Compared to Redshift and Snowflake, MySQL HeatWave Lakehouse can load 400 TB of data from object storage 8X faster.
In a number of file formats, including CSV and Parquet, as well as Aurora and Redshift backups, clients can now process and query hundreds of terabytes of data in object stores thanks to MySQL HeatWave Lakehouse, which Oracle introduced today. The newest product in the MySQL HeatWave line, MySQL HeatWave Lakehouse, is the first cloud service that incorporates transaction processing, analytics, machine learning, and automation powered by machine learning all within a single MySQL database.

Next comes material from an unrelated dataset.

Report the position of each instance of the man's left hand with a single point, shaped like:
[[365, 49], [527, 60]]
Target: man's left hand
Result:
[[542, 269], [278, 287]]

Industry-recognized benchmarks show that MySQL HeatWave Lakehouse, which is powered by the massively parallel scale-out MySQL HeatWave architecture, outperforms competing cloud database services by a wide margin when it comes to query execution and data loading. Customers can also use conventional MySQL syntax to query transactional data in the MySQL database and combine it with data in the object store in a single query. Additionally, Oracle revealed new MySQL Autopilot features that enhance performance and simplify the operation of MySQL HeatWave Lakehouse. Customers can now test out MySQL HeatWave Lakehouse in beta; it will go generally accessible in 1HCY23.
Customers moving to MySQL HeatWave from AWS, Google, and on-premises have been using it for a wide range of use cases, including marketing analytics, notably real-time analysis of the effectiveness of advertising campaigns and customer data analytics to create successful campaigns. Leaders in the automotive, telecommunications, retail, high-tech, and healthcare industries are among the clients leaving AWS. Additionally, Oracle is releasing fresh lakehouse benchmarks and a number of ground-breaking features for MySQL HeatWave Lakehouse and MySQL Autopilot.
Benchmarks
Faster than Snowflake & Amazon Redshift in both query performance and data loading
As demonstrated by a fully transparent, publicly available 400 TB TPC-H* benchmark, the query performance of MySQL HeatWave Lakehouse is:
- 17X faster than Snowflake
- 6X faster than Amazon Redshift
Loading data from object store into MySQL HeatWave Lakehouse is also significantly faster. For a 400 TB TPC-H* workload, load performance of MySQL HeatWave Lakehouse is:
- 8X faster than Amazon Redshift
- 2.7X faster than Snowflake
Innovative new capabilities for MySQL HeatWave Lakehouse
Greater data size, conventional MySQL syntax: MySQL HeatWave Lakehouse customers can query up to 400 TB of data, and the HeatWave cluster expands to 512 nodes. Customers query the data using conventional MySQL syntax.
The 10TB and 30TB TPC-H evaluations show that MySQL HeatWave gives the same query performance whether the data is stored on object storage or inside a MySQL database. Additionally, the level of compression and the amount of data that can be handled by each node are equivalent in both cases.
Support for many file formats: Customers can load and analyse data saved in a number of file formats, including CSV and Parquet, as well as Aurora and Redshift backups from AWS, using MySQL HeatWave Lakehouse. Customers can now take use of MySQL HeatWave’s advantages even if their data is not kept in a MySQL database thanks to this. No matter what file format the data is saved in, the query performance is the same.
Ability to query data in MySQL and mix it with data in object store: With MySQL HeatWave Lakehouse, users may query their OLTP data stored inside MySQL database and integrate it with data saved in the object store. The query result updates in real-time to reflect any changes made to the OLTP data.
New MySQL Autopilot capabilities for MySQL HeatWave Lakehouse
For MySQL HeatWave, MySQL Autopilot offers automation based on machine learning. For MySQL HeatWave Lakehouse, existing MySQL Autopilot features like auto provisioning and auto query plan improvement have been improved, significantly lowering database administration costs and raising performance. Additionally, MySQL HeatWave Lakehouse now supports a number of fresh MySQL Autopilot features.
Auto schema inference: Autopilot uses automatic schema inference to determine how file data corresponds to database datatypes. Customers can save time and work by not having to manually provide the mapping for each new file that MySQL HeatWave Lakehouse will query.
Adaptive data sampling: It also uses adaptive data sampling to automatically select samples from files in object storage to gather precise statistics with less data access. These statistics are used by MySQL HeatWave to create and enhance query plans, choose the best schema mapping, and other things.
Auto load: Autopilot analyses the data to forecast the MySQL HeatWave load time, decides how the datatypes should be mapped, and generates the loading scripts automatically. The mapping of files to database schemas and tables is automatic for users.
Data flow that is flexible: MySQL HeatWave Lakehouse flexibly adjusts to the efficiency of the underlying object storage. As a result, MySQL HeatWave can utilise the full potential of the underlying cloud architecture, enhancing availability, price performance, and overall performance.